Fig. 2 Effects of STM on hepatic apoptosis in CCl4-induced rat liver were detected by TUNEL assay. Representative photographs of TUNEL assay performed on liver sections of (A) control, (B) STM 200 mg/kg, (C) CCl4, (D) CCl4+STM 100 mg/kg, (E) CCl4+STM 200 mg/kg. The black arrows point to the apoptotic cells (TUNEL-positive cells) (magnification × 200). (F) The bar graphs show the total number of TUNEL-positive cells/10 fields in liver sections of control, STM 200 mg/kg, CCl4, CCl4+STM-treated rats. Data are represented as means±S.D. for 3–4 animals per group. *p<0.05 vs. control, **p<0.01 vs. control; #p<0.05 vs. CCl4, ##p<0.01 vs. CCl4 by one-way ANOVA and LSD post hoc test.

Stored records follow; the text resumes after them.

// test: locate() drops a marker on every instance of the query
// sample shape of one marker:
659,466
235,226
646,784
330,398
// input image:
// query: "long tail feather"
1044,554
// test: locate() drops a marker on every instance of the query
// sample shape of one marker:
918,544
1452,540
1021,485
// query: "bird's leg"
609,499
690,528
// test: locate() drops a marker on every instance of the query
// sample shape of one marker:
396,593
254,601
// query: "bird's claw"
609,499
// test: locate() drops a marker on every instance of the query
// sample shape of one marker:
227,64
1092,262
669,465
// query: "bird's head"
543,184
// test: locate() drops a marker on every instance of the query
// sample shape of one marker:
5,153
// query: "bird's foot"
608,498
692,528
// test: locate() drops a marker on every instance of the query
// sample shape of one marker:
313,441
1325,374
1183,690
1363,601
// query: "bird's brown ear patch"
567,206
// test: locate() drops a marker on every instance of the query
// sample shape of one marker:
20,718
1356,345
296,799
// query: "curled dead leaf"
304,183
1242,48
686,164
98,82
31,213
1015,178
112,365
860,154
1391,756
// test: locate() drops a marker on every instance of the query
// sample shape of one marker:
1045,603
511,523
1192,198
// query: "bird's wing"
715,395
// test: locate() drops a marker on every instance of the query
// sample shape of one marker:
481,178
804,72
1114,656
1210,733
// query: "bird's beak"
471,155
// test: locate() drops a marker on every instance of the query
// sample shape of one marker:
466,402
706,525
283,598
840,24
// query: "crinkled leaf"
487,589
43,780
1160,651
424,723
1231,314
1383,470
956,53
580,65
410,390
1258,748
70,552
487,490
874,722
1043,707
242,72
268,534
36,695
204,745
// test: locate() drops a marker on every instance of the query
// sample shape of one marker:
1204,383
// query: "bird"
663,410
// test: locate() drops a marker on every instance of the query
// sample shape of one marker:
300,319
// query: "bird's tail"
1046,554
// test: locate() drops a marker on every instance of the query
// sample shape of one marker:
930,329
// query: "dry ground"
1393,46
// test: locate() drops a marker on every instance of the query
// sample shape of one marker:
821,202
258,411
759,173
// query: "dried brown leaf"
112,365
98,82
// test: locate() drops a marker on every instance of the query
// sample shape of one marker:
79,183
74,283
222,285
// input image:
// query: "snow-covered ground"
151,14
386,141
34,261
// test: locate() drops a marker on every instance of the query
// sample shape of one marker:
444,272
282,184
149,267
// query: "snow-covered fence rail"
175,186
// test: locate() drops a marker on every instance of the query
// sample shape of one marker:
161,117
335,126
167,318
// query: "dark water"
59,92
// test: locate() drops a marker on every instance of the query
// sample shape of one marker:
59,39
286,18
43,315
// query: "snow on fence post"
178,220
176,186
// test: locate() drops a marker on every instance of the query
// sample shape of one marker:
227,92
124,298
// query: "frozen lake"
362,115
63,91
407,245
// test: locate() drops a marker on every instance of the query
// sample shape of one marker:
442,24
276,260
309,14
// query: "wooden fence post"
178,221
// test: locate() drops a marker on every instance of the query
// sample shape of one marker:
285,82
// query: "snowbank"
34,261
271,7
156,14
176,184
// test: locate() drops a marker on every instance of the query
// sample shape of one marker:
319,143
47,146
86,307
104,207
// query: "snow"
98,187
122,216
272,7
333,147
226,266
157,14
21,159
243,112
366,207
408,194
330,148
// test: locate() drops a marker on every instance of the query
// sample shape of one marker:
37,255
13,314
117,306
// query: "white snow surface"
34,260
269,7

Fig. 3 Western blot assay of Bcl-2, Bax, and cleaved caspase-3 expression of livers in CCl4-induced rat liver. CCl4 treatment obviously suppressed the expression of Bcl-2 compared with the control group. In CCl4+STM groups, Bcl-2 protein levels were notably restored when compared with the CCl4 group. The expression of Bax and cleaved caspase-3 were induced following CCl4 treatment. STM markedly reduced the expression of Bax and cleaved caspase-3 compared with the CCl4 group. Data are represented as means±S.D. for 3–4 animals per group. *p<0.05 vs. control, **p<0.01 vs. control; #p<0.05 vs. CCl4, ##p<0.01 vs. CCl4 by one-way ANOVA and LSD post hoc test.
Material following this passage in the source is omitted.